= Tir (receptor) =

Receptor used by enteropathogenic Escherichia coli

Tir (translocated intimin receptor) is an essential component in the adherence of the enteropathogenic Escherichia coli (EPEC) and enterohemorrhagic Escherichia coli (EHEC) to the cells lining the small intestine. To aid attachment, both EPEC and EHEC possess the ability to reorganise the host cell actin cytoskeleton via the secretion of virulence factors. These factors are secreted directly into the cells using a Type three secretion system. One of the virulence factors secreted is the Translocated Intimin Receptor (Tir). Tir is a receptor protein encoded by the espE gene which is located on the locus of enterocyte effacement (LEE) pathogenicity island in EPEC strains. It is secreted into the host cell membranes and acts as a receptor for intimin which is found on the bacterial surface. Once Tir binds intimin, the bacterium is attached to the enterocyte surface.

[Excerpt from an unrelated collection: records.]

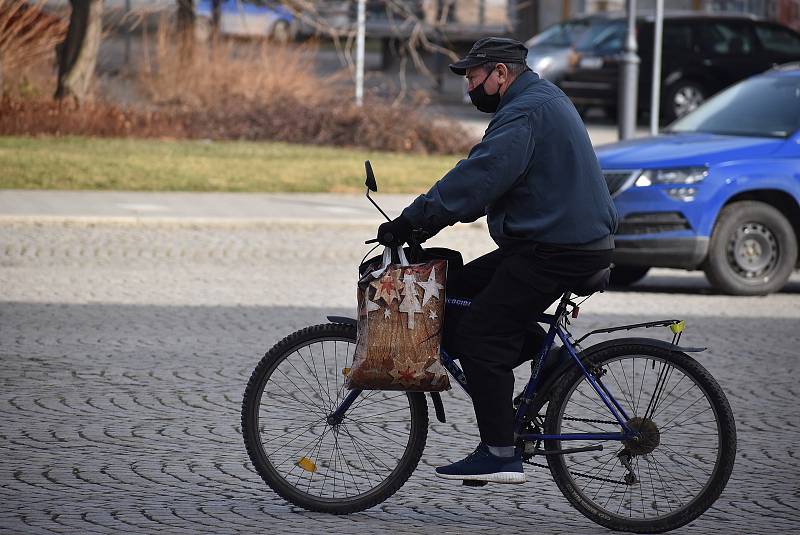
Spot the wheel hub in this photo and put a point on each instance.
(753, 250)
(649, 436)
(686, 100)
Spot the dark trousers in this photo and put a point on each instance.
(509, 289)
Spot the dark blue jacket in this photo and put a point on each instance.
(534, 174)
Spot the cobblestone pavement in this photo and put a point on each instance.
(125, 349)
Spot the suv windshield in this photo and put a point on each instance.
(766, 106)
(605, 35)
(561, 35)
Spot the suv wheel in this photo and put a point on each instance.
(682, 97)
(753, 249)
(627, 275)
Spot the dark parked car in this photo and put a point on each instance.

Tir is also a receptor tyrosine kinase (RTK) that initiates its intimate adherence by inserting a hairpin orientation in the intestinal cell membrane to enable tight binding to intimin on the bacterial cell outer membrane. Upon phosphorylation, Tir activates condensation and polymerization of actin filaments under the bacterial cell to form a pedestal-like structure.